---
jupytext:
  formats: ipynb,md:myst
  notebook_metadata_filter: all,-language_info,-toc,-latex_envs
  text_representation:
    extension: .md
    format_name: myst
    format_version: 0.13
    jupytext_version: 1.16.6
kernelspec:
  display_name: Python 3 (ipykernel)
  language: python
  name: python3
---

(week7:fmask)=
# Using fmask to mask water pixels


## Intoduction


- Download the `fmask.ipynb` notebook from week7 in our
[gdrive folder](https://drive.google.com/drive/folders/1-D6y9MlE8LZRLZg-qRCxPZSgar8kGjBT?usp=drive_link)

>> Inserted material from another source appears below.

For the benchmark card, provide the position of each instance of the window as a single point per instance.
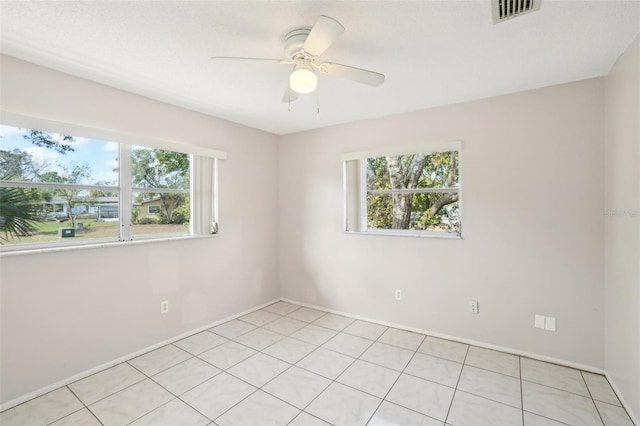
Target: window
(57, 190)
(407, 192)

- Download the folder `downloads/vancouver/week7` containing the clipped tif files produced by v0.2 of {ref}`week4:clip_bands` and a new fmask file  `~/repos/a301/satdata/landsat/vancouver`



In {ref}`week7:false_color` we created false color images using 3 bands.  One problem with
those images is that half of the scene was water, which we aren't particularly interested
in.  In this notebook we use a mask file downloaded from NASA (`HLS.L30.T10UDV.2015165T190019.v2.0.Fmask.tif`) using {ref}`week2:hls` to remove all the water pixels.  It cleans up the joint histograms significantly.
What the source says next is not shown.